High Availability:¶
Setup Resource Manager HA, Name Node HA, Work Preserving Resource Manager restart and Work Preserving Node Manager restart¶
Setting up High Availability ensures uninterrupted service provided by long running applications installed by Slider in the event of any or all of the following YARN component failures - Resource Manager, Name Node and Node Manager. This document provides details on how to configure YARN properties to achieve the corresponding high availability setup.
Resource Manager HA (automatic)¶
<property> <name>yarn.resourcemanager.ha.enabled</name> <value>true</value> </property> <property> <name>yarn.resourcemanager.ha.rm-ids</name> <value>rm1,rm2</value> </property> <property> <name>yarn.resourcemanager.hostname.rm1</name> <value>192.168.1.9</value> </property> <property> <name>yarn.resourcemanager.hostname.rm2</name> <value>192.168.1.10</value> </property> <property> <name>yarn.resourcemanager.recovery.enabled</name> <value>true</value> </property> <property> <name>yarn.resourcemanager.store.class</name> <value>org.apache.hadoop.yarn.server.resourcemanager.recovery.ZKRMStateStore</value> </property> <property> <name>yarn.resourcemanager.ha.automatic-failover.enabled</name> <value>true</value> </property> <property> <name>yarn.resourcemanager.ha.automatic-failover.embedded</name> <value>true</value> </property> <property> <name>yarn.client.failover-proxy-provider</name> <value>org.apache.hadoop.yarn.client.ConfiguredRMFailoverProxyProvider</value> </property> <property> <name>yarn.resourcemanager.zk-address</name> <value>192.168.1.9:2181,192.168.1.10:2181</value> <description>For multiple zk services, separate them with comma</description> </property> <property> <name>yarn.resourcemanager.cluster-id</name> <value>yarn-cluster</value> </property> <property> <name>yarn.resourcemanager.ha.automatic-failover.zk-base-path</name> <value>/yarn-leader-election</value> </property> <property> <name>yarn.resourcemanager.am.max-attempts</name> <value>20</value> </property>
Name Node HA¶
Setting up NN HA is outside the scope of this document. Please refer to this HDFS HA document (r2.6.0) for setup details.
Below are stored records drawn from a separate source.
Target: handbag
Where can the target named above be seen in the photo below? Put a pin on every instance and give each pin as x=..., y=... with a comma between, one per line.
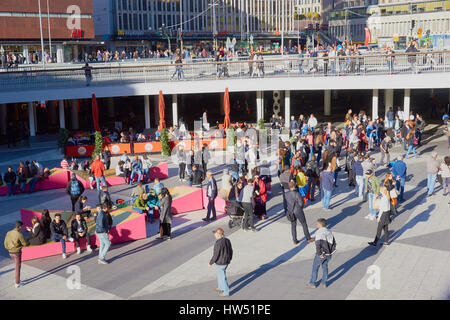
x=393, y=193
x=376, y=204
x=290, y=214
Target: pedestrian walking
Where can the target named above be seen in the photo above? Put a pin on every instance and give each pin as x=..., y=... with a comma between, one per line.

Work Preserving RM Restart¶
<property> <description>Enable RM to recover state after starting. If true, then yarn.resourcemanager.store.class must be specified </description> <name>yarn.resourcemanager.recovery.enabled</name> <value>true</value> </property> <property> <description>Enable RM work preserving recovery. This configuration is private to YARN for experimenting the feature. NOTE: this config has to be set on both RM and ALL NMs </description> <name>yarn.resourcemanager.work-preserving-recovery.enabled</name> <value>true</value> </property> <property> <description>The class to use as the persistent store.</description> <name>yarn.resourcemanager.store.class</name> <value>org.apache.hadoop.yarn.server.resourcemanager.recovery.ZKRMStateStore</value> </property> <property> <description>Host:Port of the ZooKeeper server where RM state will be stored. This must be supplied when using org.apache.hadoop.yarn.server.resourcemanager.recovery.ZKRMStateStore as the value for yarn.resourcemanager.store.class </description> <name>yarn.resourcemanager.zk.address</name> <value>127.0.0.1:2181</value> </property>
Work Preserving NM Restart¶
<property> <description>Enable the node manager to recover after starting</description> <name>yarn.nodemanager.recovery.enabled</name> <value>false</value> </property> <property> <description>The local filesystem directory in which the node manager will store state when recovery is enabled. </description> <name>yarn.nodemanager.recovery.dir</name> <value>${hadoop.tmp.dir}/yarn-nm-recovery</value> </property>